Rationality of flag varieties Let $X$ be a (generalised) flag variety over an algebraically closed field $k$ of characteristic zero, that is to say, $X$ is a projective variety which is a homogeneous space for some algebraic group $G$. Any such $X$ can be realised as a quotient $X=G/P$, where $P$ is a parabolic subgroup (please correct me if this is wrong!)
Some basic properties of $X$ are:


*

*$X$ is a fano variety

*$X$ is unirational


The fact that it is fano is not perhaps immediately obvious, but it is clear that it is unirational since it is dominated by $G$, which is a rational variety. There is no reason to expect your average fano variety to be rational, however are flag varieties rational?

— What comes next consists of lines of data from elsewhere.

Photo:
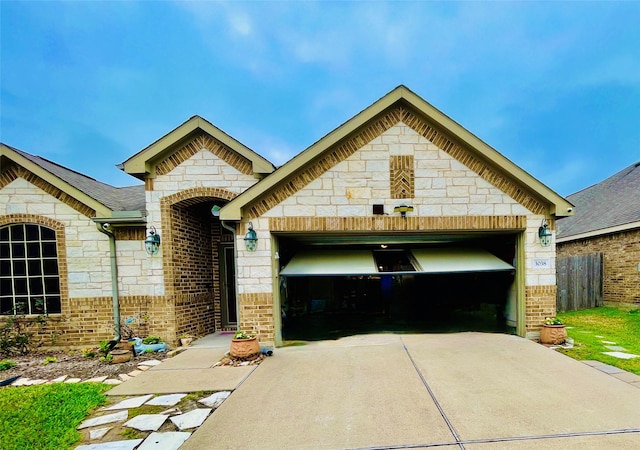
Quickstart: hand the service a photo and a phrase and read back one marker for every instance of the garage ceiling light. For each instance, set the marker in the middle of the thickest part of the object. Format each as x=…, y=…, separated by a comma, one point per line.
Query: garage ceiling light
x=403, y=210
x=544, y=233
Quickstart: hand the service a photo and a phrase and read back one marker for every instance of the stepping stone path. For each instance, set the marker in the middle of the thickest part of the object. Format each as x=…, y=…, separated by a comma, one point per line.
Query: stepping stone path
x=617, y=351
x=192, y=419
x=143, y=366
x=165, y=440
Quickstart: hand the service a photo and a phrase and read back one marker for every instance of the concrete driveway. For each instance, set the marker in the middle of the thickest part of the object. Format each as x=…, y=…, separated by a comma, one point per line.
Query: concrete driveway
x=467, y=390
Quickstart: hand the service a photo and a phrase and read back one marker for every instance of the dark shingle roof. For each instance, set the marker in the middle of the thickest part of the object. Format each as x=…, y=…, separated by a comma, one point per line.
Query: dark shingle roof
x=129, y=198
x=610, y=203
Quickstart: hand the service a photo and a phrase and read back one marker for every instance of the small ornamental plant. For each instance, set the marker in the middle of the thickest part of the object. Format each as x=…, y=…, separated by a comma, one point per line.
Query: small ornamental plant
x=552, y=321
x=243, y=335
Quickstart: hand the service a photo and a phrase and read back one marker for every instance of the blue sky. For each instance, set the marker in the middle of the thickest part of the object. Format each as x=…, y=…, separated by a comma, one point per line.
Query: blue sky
x=553, y=86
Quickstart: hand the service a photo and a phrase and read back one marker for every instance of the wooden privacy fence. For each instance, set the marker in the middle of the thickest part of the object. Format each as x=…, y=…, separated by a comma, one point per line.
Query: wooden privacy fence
x=579, y=282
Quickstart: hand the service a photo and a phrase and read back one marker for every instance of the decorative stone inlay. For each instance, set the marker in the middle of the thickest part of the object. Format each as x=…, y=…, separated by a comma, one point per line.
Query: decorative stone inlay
x=402, y=176
x=204, y=141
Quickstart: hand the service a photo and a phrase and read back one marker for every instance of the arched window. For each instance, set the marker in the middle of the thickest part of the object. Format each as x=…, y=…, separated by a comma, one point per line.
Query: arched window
x=29, y=279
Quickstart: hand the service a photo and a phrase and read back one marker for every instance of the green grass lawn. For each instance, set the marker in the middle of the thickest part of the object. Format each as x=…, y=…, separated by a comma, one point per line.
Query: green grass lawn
x=46, y=416
x=590, y=327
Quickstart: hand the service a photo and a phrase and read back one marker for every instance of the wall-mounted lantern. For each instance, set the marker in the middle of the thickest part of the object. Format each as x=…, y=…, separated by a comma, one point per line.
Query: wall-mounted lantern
x=152, y=242
x=251, y=239
x=544, y=233
x=403, y=210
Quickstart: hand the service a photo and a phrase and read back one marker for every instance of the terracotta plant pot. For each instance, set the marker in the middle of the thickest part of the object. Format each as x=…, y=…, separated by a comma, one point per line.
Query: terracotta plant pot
x=120, y=356
x=125, y=345
x=553, y=334
x=244, y=348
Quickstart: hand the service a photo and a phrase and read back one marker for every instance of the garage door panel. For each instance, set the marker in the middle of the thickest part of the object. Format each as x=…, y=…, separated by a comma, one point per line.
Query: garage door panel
x=331, y=263
x=456, y=260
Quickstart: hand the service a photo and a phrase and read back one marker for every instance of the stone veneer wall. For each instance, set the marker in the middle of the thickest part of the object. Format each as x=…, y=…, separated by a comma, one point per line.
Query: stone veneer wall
x=337, y=192
x=84, y=265
x=621, y=252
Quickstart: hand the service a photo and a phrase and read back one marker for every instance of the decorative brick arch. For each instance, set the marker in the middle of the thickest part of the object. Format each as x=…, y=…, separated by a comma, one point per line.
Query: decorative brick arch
x=187, y=198
x=196, y=195
x=61, y=247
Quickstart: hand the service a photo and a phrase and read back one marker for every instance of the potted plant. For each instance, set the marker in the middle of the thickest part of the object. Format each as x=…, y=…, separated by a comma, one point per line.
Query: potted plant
x=149, y=344
x=186, y=339
x=553, y=331
x=127, y=335
x=244, y=345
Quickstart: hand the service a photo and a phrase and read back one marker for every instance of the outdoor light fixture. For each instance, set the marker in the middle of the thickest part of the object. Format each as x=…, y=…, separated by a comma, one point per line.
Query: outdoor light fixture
x=152, y=242
x=544, y=233
x=251, y=239
x=403, y=210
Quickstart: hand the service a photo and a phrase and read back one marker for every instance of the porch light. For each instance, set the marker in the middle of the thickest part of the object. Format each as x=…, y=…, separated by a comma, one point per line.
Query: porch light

I am particularly interested in the case where $dim X = 3$.
 A: As indicated by Piotr, the answer to your question is yes.  One helpful source is the Springer graduate text by Borel, Linear Algebraic Groups; see AG.13.7 and Chapter 14, especially 14.14.  For the study of generalized flag varieties you may as well assume the group $G$ is reductive because the unipotent radical is factored out.   Here the study of the Bruhat decomposition in $G$ over any algebraically closed field leads to the fact that $G$ itself is a rational variety.    The basic idea is that $G$ has a Zariski-dense open subset which is just a product of copies of the additive and multiplicative groups of the field.  Adapting this to $G/P$ is then straightforward though not written down explicitly by Borel.   For instance, the usual flag variety $G/B$ has a dense open subset isomorphic to the product of copies of the additive group (one for each positive root); this mirrors the situation in the Lie algebra.  In $G/P$ only some of the positive roots play this role.  (As Dave Anderson indicates in his comment, the essential feature of Bruhat decomposition for flag varieties is a nice cell decomposition defined in terms of the root system and Weyl group.)